Collier, who served as chief of staff to then-Interior Secretary Bruce Babbitt under President Bill Clinton, stood to receive $12.4 million in bonuses if the federal government approved a key permit for the mine and it could be upheld in court. Speaking to EIA investigators, who were posing as possible investors in the project, he touted his effort to funnel money to Republican politicians in Alaska and defeat those who sided with Democrats against the mine.

“I’ve supported all the Republican candidates in the state,” said Collier, who is registered as an independent. “I meet with the two senators, the congressman, the governor on a regular basis and they welcome me as someone they know supports the Republican Party.”

“Now, having said that, it’s entirely possible that we may have [former vice president Joe] Biden as a president, and if we do, I’m gonna brush off my Democratic credentials and start using them a little more actively than I do,” he added.

Chris Wood, president of the conservation group Trout Unlimited, said in a phone interview that Collier’s resignation marked a blow for a project that does not deserve federal approval.

“Tom Collier is a fall guy for a project that is fundamentally flawed and has essentially been a flimflam operation from the very beginning,” Wood said. “From the beginning, it has been an exercise in obfuscation.

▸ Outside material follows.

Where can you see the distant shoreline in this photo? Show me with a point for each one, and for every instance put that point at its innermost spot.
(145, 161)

They took more than a dozen years to get an application together, and then they lied about the scope and scale of the potential project — either to Congress or to investors. But no matter how you slice it, they lied.”

In the taped conversations, Thiessen and Collier suggested that while they were seeking a permit for a 20-year operation, it might expand and last for as long as 180 years. In Wednesday’s statement, Thiessen left open the possibility that they could apply for additional permits to extend the scope and duration of the mining operation.